I hear on good authority that Gumaro prefers being the waxee instead of the waxer. :b


----------



## Karla (Dec 26, 2005)

i can't even image getting a brazilian bikini wax or any kind of waxing. i waxed my legs once, let me tell you, major ouchyness. not fun. i'll stick to shaving. you have to do it everyday but at least it's painless


----------



## meggiehamilton (Nov 12, 2003)

:agree


----------



## Nyx (Nov 17, 2003)

meggiehamilton said:


> :agree


I third that!


----------



## James of Maine (Sep 8, 2005)

woaaw... :blush

heheh...


----------



## GraceLikeRain (Nov 9, 2003)

Nyx said:


> meggiehamilton said:
> 
> 
> > :agree
> ...


I fourth...wait, that won't make sense, :lol I will just say I agree with Becky!


----------



## Bon (Dec 24, 2005)

Isn't waxing like using one of those epiladys that yank the hair out by the root?


----------



## millenniumman75 (Feb 4, 2005)

That Epilady thing looks like a torture device.
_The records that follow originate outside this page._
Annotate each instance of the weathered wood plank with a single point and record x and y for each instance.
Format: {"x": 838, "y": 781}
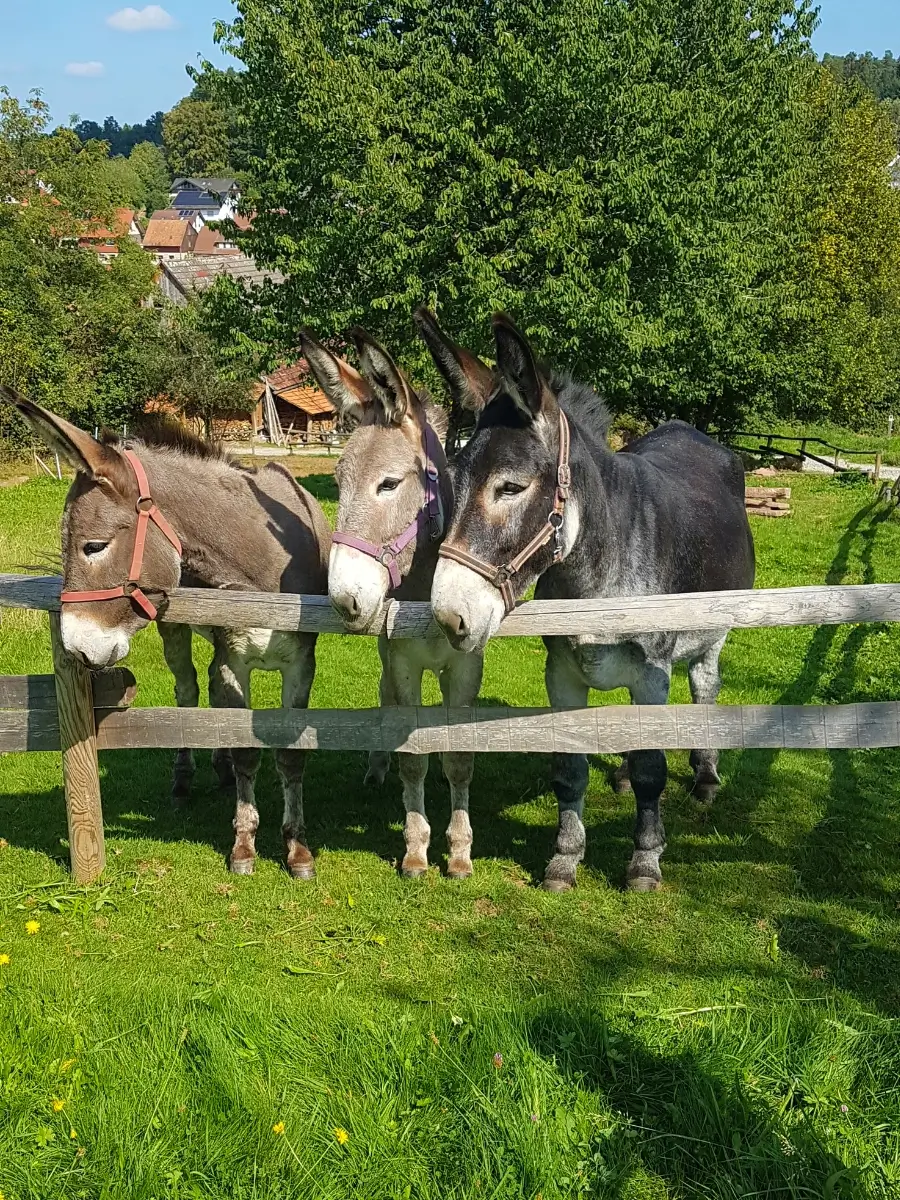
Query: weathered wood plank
{"x": 112, "y": 689}
{"x": 605, "y": 729}
{"x": 613, "y": 616}
{"x": 81, "y": 773}
{"x": 601, "y": 730}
When they had the informercial, I was so afraid that they would have a men's version "epiman" for the face. :eek :afr


----------



## millenniumman75 (Feb 4, 2005)

:lol - Sorry, Becky.

The whole Brazilian thing is a little too weird.


----------



## Bon (Dec 24, 2005)

I had an epilady. It was summer, I was in the bathroom, and I thought, why not, I did not know where the scissors were, so I ran the eplidy over my pubic hair. I think people heard me yelp in three counties, it hurt. I think I whined for 45 minutes. I mean, I was bent over in pain, If that is what the wax is like, no thank you! Never again


----------



## GTI79 (Feb 2, 2004)

realspark said:


> I had an epilady. It was summer, I was in the bathroom, and I thought, why not, I did not know where the scissors were, so I ran the eplidy over my pubic hair. I think people heard me yelp in three counties, it hurt. I think I whined for 45 minutes. I mean, I was bent over in pain, If that is what the wax is like, no thank you! Never again


HHHAHAHHHAHAHHA :nw :nw


----------



## OnyxHeart (Jun 13, 2005)

realspark said:


> I had an epilady. It was summer, I was in the bathroom, and I thought, why not, I did not know where the scissors were, so I ran the eplidy over my pubic hair. I think people heard me yelp in three counties, it hurt. I think I whined for 45 minutes. I mean, I was bent over in pain, If that is what the wax is like, no thank you! Never again


OUCH


----------



## Equisgurl (Nov 22, 2004)

Does it pull out the hair... yikes, I think waxing is a tad bit less painful :afr


----------



## Your Lover Scrub Ducky (Jul 26, 2004)

:shock

How often does this have to be done?


----------



## pyramidsong (Apr 17, 2005)

Depends on how fast your hair grows. It's different for each woman.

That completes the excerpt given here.